Neighborhood-scale ambient NO2 concentrations using TROPOMI NO2 data: Applications for spatially comprehensive exposure assessment

This study estimated long-term average ambient NO2 concentrations using TROPOspheric Monitoring Instrument (TROPOMI) tropospheric NO2 data and land use information at the spatial resolution of 500 m in California for the years 2018-2019. Our satellite-land use regression model demonstrated reasonably high predictive power with cross-validation (CV) R2 = 0.76, mean absolute error (MAE) = 1.95 ppb, and root mean squared error (RMSE) = 2.51 ppb in a comparison between measured and estimated NO2 concentrations. Exploiting the high-resolution NO2 estimates, we further investigated the representativeness of ground NO2 monitors for population exposures and exam-ined the spatial variation of NO2 in relation to parcel-level property data for exposure attributions. The ground NO2 monitors were the most representative of population exposures in Los Angeles and San Diego counties, supported by population-weighted average NO2 concentrations (satellite-derived estimations) similar to arithmetic average NO2 concentrations (ground measurements). On the contrary, the exposure assessment using the ground monitors was the least representative and protective in Humboldt, San Luis Obispo, and Yolo counties with population -weighted average NO2 greater than arithmetic average NO2 by 82.2 % (1.85 ppb), 67.1 % (1.89 ppb), and 58.2 % (2.48 ppb), respectively.

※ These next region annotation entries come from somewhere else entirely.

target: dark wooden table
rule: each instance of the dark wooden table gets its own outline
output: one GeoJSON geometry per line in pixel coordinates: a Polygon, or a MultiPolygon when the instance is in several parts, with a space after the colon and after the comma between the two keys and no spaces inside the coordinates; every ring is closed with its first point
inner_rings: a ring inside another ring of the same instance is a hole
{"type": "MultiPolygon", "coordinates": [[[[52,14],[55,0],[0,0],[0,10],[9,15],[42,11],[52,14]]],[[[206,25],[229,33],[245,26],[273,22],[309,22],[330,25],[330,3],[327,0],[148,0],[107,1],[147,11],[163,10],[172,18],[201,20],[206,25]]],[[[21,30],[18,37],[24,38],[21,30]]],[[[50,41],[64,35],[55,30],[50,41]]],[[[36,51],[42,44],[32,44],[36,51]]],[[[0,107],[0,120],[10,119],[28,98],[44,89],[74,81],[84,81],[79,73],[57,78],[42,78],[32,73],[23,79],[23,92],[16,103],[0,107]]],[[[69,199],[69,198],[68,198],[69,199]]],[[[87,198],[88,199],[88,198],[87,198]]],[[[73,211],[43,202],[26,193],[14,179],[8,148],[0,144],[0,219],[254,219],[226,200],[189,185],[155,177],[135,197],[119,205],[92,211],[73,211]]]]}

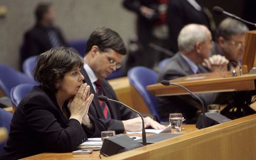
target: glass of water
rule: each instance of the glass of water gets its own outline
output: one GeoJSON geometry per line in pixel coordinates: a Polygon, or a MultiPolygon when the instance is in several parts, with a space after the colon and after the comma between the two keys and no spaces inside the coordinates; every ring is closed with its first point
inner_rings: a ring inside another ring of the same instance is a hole
{"type": "Polygon", "coordinates": [[[182,124],[182,114],[181,113],[172,113],[169,115],[169,121],[172,126],[172,132],[175,131],[176,132],[181,131],[182,124]]]}

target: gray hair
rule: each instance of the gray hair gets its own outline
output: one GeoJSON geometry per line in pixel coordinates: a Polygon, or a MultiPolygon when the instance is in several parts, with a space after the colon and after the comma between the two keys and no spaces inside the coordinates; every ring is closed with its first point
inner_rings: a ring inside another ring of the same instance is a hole
{"type": "Polygon", "coordinates": [[[221,21],[216,31],[216,39],[223,37],[230,39],[232,36],[245,34],[249,29],[243,23],[231,18],[226,18],[221,21]]]}
{"type": "Polygon", "coordinates": [[[207,27],[203,25],[189,24],[185,26],[178,36],[179,50],[189,52],[195,50],[197,42],[201,43],[206,40],[207,30],[207,27]]]}

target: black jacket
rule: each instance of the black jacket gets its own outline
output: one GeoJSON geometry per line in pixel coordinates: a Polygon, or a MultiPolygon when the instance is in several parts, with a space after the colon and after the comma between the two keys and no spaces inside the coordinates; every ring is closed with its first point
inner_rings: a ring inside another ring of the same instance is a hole
{"type": "Polygon", "coordinates": [[[88,137],[100,136],[106,128],[89,115],[91,131],[75,119],[66,119],[54,95],[38,86],[27,95],[16,110],[1,159],[16,159],[46,152],[70,152],[88,137]]]}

In a case study of LA County, we identified comparatively high NO2 concentrations for the property types of food processing facilities and high-density residential complexes (such as high-rise apartments and apartments). This finding provides evidence that these emerging sources may be crucial to mitigate cumulative NO2 exposures and subsequent health risks from a regulatory perspective.

Automated summary

This study used TROPOMI data and land use information to estimate long-term average ambient NO2 concentrations in California for the years 2018-2019 at a spatial resolution of 500 m. The satellite-land use regression model achieved high predictive power with a cross-validation R2 of 0.76 and low errors in comparison with measured NO2 concentrations. The study also found that the representativeness of ground NO2 monitors varied across counties in California and identified specific property types associated with high NO2 concentrations.